Abstract

This article argues that empire should be understood not only as geography or network, but also as extractive, hierarchical and stratified relations of knowledge, where the modern museum emerged as one of its key institutions and primary sites. The focus of this examination of empire as epistemology is the process of the return of the remains of Klaas and Trooi Pienaar to South Africa for reburial in 2012, seen in relation to other return processes under way from South African museums to the Northern Cape and Namibia. These are analysed through a wider understanding of South Africa's multiple colonialisms, as colonised and coloniser, and in relation to the history of the Trans-/Garieb transfrontier region, which, by the early 20th century, had been marked by colonial violence and the dispersal of its people across colonial borders.

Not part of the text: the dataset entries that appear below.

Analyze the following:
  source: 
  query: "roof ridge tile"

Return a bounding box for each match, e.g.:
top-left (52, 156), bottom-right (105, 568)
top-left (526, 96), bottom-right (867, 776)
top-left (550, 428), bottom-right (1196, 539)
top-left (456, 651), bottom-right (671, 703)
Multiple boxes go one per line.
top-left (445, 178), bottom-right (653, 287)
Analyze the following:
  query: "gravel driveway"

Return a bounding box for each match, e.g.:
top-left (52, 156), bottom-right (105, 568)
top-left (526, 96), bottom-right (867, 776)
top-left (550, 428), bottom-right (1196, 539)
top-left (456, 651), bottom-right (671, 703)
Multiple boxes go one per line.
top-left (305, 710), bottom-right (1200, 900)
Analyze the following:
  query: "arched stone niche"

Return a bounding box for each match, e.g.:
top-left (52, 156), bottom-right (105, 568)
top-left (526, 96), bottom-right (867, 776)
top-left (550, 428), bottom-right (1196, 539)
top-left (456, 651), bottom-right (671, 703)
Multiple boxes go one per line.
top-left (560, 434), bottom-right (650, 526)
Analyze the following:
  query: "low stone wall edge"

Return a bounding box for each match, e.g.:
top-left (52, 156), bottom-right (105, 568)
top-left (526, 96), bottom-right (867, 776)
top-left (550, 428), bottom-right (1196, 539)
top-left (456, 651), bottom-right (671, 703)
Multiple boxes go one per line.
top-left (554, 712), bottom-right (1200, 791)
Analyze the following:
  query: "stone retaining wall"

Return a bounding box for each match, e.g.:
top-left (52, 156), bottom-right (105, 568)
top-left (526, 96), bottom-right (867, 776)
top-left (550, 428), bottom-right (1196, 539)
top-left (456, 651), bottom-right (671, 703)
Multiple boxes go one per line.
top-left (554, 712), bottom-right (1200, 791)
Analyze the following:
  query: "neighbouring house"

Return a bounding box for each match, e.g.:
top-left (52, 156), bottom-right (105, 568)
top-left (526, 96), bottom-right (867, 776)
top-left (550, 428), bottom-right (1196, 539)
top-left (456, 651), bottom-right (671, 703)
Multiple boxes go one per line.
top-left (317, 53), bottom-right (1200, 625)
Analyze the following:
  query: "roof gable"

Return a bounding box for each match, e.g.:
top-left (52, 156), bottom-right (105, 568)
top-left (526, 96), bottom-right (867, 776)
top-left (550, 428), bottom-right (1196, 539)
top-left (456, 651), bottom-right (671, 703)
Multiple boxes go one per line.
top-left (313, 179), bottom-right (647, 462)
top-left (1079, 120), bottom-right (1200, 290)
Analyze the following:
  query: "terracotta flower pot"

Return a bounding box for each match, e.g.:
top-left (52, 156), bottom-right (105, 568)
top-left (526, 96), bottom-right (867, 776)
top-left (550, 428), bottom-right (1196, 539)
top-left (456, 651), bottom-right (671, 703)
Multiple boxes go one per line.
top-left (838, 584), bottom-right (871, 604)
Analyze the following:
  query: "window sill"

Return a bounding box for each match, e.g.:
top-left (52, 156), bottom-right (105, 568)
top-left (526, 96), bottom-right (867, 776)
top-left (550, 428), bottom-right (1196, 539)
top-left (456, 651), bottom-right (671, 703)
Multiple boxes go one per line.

The plunder of graves in this region conducted in the name of scientific collecting formed the basis of the South Africanisation of science, through which the flows of human remains and artefacts began to be directed to South African museums in the service of a special South African concentration on ‘living fossils’, as they competed with their European counterparts. Through an insatiable and competitive collecting history at this time, the remains of so-called primitive people and their artefacts and records ended up in museums and archives in Vienna. They also became the founding collections of at least two museums in South Africa, the newly formed McGregor Museum in Kimberley and the modernising South African Museum in Cape Town. This article tracks the experience, debates and challenges of the repatriation of the remains of the Pienaars as a process of ‘rehumanisation’, disinterred, transported and stored as artefacts, and returned as the remains of citizens and subjects of history. It asks what implications this repatriation holds for the future for the modern museum itself, marked as it has been by a ‘denial of coevalness’.